1. https://github.com/amoffat/HeimdaLLM

Writing the SQL query is the easy part, collecting the data into the DB is the hard part. Can we get an LLM to collect the data into the DB? I was told LLMs are good at summarizing text like webpages into structured data.
The hard part is the SQL query, because you need to make sure the SQL query is safe to execute. Collecting data is far easier by comparison, but you absolutely could use an LLM for that too.
I’m not saying that the SQL query is at all easy, but since you have pretty much accomplished in on a short period of time, while Google, Yelp, etc. have still not completely solved the problem of store hours after decades of working on them, I’m going to lean towards that being the hard problem between the two.
The OP said "This is a pretty low bar request IMO" suggesting that the problem they expect an LLM to be able to do is not the hard problem you're saying Google and Yelp has not solved. It's a different problem.
Can you give an example of how you'd define safe operations?

I think a lot of use cases could just be 1) set up a database with only public data and 2) use a read-only user.

The much tricker use case is those where you want to allow inserts and updates but only on specific tables or rows.

That's mostly safe, but even then, a user could execute "SELECT SLEEP(100000000)" thousands of times and DoS your database.
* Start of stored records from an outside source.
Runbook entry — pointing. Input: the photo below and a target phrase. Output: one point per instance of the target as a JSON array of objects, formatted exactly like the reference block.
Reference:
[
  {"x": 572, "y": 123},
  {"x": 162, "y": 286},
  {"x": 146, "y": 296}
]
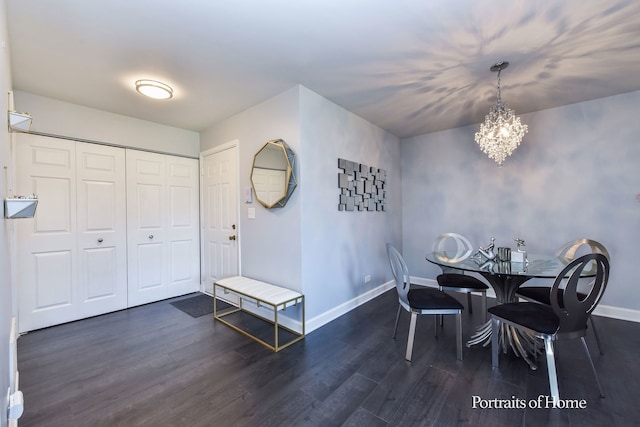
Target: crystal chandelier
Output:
[{"x": 501, "y": 132}]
There are other unsafe functions that a readonly user can execute as well. I've written extensively on some of the attack surface here https://docs.heimdallm.ai/en/latest/attack_surface/sql.html

HeimdaLLM can allowlist functions and constrain queries to ensure that required conditions exist. This makes LLM + database usage have far more utility, for example, a user can be restricted to only data in their account. Support for INSERT and UPDATE is coming very soon.

Hey the initial round of AI was decades ago, FYI.
You and me reading books about fuzzy logic in the 80s didn't constitute the initial round of AI.
> You and me reading books about fuzzy logic in the 80s didn't constitute the initial round of AI.

Right, that was at least the second round, as it occurred after the first “AI Winter”.

The first round was a lot earlier than that.

Oh man… all those genetic algorithms were a waste of time then?
Lofti Zadeh ftw!
Most of the plugins are garbage, I just want chatgpt to have up to date knowledge and working natively with more media types. I don't think I've used a single plugin I thought had good results but I love gpt4 for work
The issue there is that there is a difference between what an expert who gets lucky can do with a LLM, and what the average person can do with it. People are sold by articles about the former, but long term word of mouth depends on the latter, and some portion of normal people are going to get frustrated and give up using LLMs rather than build their skill set.
Not all of us were fooled by it!
That sounds fairly easy to do. Have you tried writing a short Python yourself to get the hours of operation for your restaurant list?

Pardon my plugging my own book [1] but I have an example using LangChain and LlamaIndex to answer questions from scraped web sites. You could probably do this with a 20 line Python script.